As performance coaches we are tasked with the responsibility to improve athletic performance.
Within each 168 hour week we get, if we're lucky, 3 of those hours in which to make meaningful changes.
This leaves at least 165 other hours each week where a young athlete can do things to either build up or break down the work they do in training.
Ideally everyone would be doing things to enhance their athletic profile.
As youth sports appear to soon be coming out of the restricted environment of the last 12 months, this is a critical time for parents to be mindful of the workload your kids are about to be placed under in order to chart a best path for their future.
Rest & Recovery
In the last couple weeks we've heard a lot of "My kid is going to have (insert sport here) 6-7 days a week now".
This is exactly the concern I've had for this entire stretch of restricted play, when things move back to normal will youth coaches try to make up for lost time by doing far too much sport work?
It looks like the answer is going to be yes for a lot of teams.
The obvious result of this is we're going to see a massive wave of sports-related injuries in our kids this spring and summer.
Not coincidentally, this is something that appears to be occurring quite infrequently during these last 12 months.
Please remember that growing individuals are most susceptible to overuse injuries. Developing frames struggle to handle the excessive repetitive stresses that playing a sport puts on them when you do it 6 or 7 days per week.
Yes there is likely a built up excitement to get back out there and play games. Just make sure things are kept within reasonable boundaries.
There needs to be time to rest from the repetitive demands of sport for optimal long-term development.
Sleep and injury prevention routines should be just as important now as they were when schedules were less hectic.
We all know cramming for tests in school does little to help our long-term knowledge base. It is the same with sports, incremental progress over time is how we build champions.
Nutrition & Hydration
Do you eat a breakfast that has protein?
Do you eat vegetables?
Do you drink plain water, or do you have all sorts of sugary additives in your beverages?
These are just 3 of the most common nutrition habits that create massive separations from one athlete to another in between training sessions.
You eat many more meals each week than you have training sessions!
If your nutrition is suboptimal, find one small area to improve this week and make it consistent.
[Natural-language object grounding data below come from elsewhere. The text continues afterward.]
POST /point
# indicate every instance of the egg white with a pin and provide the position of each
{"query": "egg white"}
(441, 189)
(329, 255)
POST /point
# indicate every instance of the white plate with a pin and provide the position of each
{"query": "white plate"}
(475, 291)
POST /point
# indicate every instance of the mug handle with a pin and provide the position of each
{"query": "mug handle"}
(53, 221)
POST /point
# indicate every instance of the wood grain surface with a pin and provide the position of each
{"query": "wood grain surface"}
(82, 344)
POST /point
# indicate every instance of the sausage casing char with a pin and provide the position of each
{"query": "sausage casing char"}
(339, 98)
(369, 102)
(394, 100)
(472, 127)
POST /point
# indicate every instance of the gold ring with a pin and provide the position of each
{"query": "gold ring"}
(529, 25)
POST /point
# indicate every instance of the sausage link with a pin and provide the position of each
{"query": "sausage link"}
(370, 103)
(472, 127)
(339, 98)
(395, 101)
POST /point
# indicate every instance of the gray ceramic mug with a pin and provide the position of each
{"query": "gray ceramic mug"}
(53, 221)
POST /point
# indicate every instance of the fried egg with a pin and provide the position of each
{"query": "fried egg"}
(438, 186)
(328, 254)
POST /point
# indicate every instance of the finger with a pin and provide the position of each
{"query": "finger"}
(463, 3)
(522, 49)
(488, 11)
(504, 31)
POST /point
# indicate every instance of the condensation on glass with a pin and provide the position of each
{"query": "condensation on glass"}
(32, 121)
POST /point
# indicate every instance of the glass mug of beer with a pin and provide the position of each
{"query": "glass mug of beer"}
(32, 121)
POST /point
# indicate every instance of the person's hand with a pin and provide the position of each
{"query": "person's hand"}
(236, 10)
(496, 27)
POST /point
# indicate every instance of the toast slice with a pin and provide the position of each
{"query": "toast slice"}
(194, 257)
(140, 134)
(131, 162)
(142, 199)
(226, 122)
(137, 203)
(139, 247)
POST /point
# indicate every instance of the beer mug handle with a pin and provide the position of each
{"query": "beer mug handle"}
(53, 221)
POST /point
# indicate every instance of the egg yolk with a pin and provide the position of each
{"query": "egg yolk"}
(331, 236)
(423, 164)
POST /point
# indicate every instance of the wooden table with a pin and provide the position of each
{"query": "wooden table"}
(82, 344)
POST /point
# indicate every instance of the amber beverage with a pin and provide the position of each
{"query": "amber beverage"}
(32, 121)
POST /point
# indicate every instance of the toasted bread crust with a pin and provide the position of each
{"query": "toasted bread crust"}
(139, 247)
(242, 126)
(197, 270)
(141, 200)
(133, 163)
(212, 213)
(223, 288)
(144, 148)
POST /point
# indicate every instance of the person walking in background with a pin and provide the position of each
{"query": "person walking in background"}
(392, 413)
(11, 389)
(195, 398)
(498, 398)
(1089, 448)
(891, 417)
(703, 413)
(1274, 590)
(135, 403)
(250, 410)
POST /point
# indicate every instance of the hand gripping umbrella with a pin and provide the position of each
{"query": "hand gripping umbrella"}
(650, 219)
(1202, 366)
When you feel ready, make another positive switch.
Build better habits, and watch how much quicker you make gains in training.
A comment by a coach, peer or family member can completely change a kid's mindset from one week to the next.
Negative comments, loss of playing time, problems in school, a critical mistake in a game, these are the types of things that stunt long-term development simply because a young athlete will gradually come to see themselves as failures who are not being capable of success.
If that is your mindset, why even try?
This is why it is so critical to have a mentor that you regularly interact with during the week. Perhaps it's a family member, or a coach, or teacher, even a peer. To help overcome the challenges and setbacks we all face along the way kids very much need someone to keep their enthusiasm burning.
I'd love to be able to say that training an athlete a couple times each week is all you need to be successful, but that would be a lie.
Training accounts for, at best, only 2% of your overall time each week. What you do the rest of the time either multiplies or inhibits your results.